Pero estará hablando en vano, porque Feda ya habrá salido de la habitación y la habrá dejado sola. Rosa abandonará la casa con lágrimas en los ojos, sintiéndose profundamente incomprendida. No es para tanto, no es para tanto, se dirá a sí misma. Y su conciencia asentirá.

Un mes después, Feda recibirá una carta sin remite, pero con matasellos de Madrid. La abrirá temblorosa, rompiendo el sobre que se resiste a sus dedos.

Mi querida Feda:

A mí mismo me resulta extraño escribir ese nombre, después de tanto tiempo.
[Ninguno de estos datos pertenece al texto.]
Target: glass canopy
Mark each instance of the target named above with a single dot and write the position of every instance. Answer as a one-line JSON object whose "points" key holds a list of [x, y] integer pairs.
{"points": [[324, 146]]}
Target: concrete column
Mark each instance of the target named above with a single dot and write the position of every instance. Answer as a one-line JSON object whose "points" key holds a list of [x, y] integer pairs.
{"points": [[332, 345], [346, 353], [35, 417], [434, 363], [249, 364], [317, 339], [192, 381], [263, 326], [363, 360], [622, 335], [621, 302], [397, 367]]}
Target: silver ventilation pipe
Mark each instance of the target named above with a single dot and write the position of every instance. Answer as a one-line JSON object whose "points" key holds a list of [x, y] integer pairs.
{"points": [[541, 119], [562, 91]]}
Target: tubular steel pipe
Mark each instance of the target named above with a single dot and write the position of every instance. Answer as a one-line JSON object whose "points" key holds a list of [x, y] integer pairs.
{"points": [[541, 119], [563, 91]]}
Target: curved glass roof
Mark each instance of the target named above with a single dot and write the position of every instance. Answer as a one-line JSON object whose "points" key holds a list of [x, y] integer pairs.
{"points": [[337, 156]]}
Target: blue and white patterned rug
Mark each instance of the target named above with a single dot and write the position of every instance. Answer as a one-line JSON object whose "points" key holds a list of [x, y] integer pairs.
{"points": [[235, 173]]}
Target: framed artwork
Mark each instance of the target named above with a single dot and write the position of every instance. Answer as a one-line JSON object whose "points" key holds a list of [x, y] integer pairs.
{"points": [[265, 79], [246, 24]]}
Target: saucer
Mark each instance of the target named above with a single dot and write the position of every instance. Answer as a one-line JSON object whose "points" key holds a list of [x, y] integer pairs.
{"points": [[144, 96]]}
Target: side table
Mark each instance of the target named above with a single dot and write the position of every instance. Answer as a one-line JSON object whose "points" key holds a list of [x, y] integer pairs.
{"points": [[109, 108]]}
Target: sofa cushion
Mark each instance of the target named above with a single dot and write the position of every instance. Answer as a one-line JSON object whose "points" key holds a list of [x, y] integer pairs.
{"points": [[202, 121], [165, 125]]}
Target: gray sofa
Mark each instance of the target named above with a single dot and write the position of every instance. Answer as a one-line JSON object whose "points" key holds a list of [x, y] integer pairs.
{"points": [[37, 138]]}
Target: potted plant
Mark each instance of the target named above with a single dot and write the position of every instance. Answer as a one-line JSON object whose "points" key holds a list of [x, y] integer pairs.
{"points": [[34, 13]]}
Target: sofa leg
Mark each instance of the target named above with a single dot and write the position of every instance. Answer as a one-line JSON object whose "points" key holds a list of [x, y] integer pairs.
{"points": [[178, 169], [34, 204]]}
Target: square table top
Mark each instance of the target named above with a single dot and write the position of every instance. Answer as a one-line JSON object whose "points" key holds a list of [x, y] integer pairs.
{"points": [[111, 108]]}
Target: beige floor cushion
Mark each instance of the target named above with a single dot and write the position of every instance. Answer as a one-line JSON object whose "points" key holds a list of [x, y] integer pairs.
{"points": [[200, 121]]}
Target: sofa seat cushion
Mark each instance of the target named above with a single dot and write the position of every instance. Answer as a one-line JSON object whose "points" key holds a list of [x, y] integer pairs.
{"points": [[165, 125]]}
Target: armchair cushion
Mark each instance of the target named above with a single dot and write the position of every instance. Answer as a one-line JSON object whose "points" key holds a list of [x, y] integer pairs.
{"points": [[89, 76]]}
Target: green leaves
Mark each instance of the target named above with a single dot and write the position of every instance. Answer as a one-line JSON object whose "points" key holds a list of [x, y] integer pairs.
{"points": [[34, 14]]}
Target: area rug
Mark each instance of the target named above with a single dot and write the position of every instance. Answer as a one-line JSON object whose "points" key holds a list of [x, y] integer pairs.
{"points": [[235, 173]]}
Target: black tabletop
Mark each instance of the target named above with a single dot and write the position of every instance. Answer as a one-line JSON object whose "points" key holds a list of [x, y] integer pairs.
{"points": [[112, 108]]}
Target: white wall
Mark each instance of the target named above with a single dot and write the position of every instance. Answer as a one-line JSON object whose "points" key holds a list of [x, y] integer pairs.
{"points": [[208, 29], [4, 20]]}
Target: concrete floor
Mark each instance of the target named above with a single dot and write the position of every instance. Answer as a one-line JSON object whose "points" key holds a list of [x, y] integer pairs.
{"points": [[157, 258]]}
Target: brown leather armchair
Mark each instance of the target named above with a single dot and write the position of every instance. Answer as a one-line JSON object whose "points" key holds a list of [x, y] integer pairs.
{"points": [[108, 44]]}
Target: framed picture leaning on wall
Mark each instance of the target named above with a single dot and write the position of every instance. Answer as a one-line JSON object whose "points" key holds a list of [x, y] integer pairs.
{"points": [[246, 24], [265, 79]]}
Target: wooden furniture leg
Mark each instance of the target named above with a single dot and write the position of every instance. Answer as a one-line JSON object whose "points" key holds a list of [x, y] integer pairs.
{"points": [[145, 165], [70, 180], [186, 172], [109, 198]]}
Y, sin embargo, ¡cuántas veces lo habré susurrado en las noches después de los combates, Feda, Fedita, déjame besarte, déjame lamer tus pechos y tu sexo, déjame entrar en ti! Quería olvidarte, pero nunca lo logré. Te he deseado tanto todos estos años, que a veces llegué a pensar que eras lo único que me importaba en la vida, y a la mañana siguiente volvía al frente hecho una furia, porque sólo quería que la guerra terminase pronto para volver a estar a tu lado, amándote.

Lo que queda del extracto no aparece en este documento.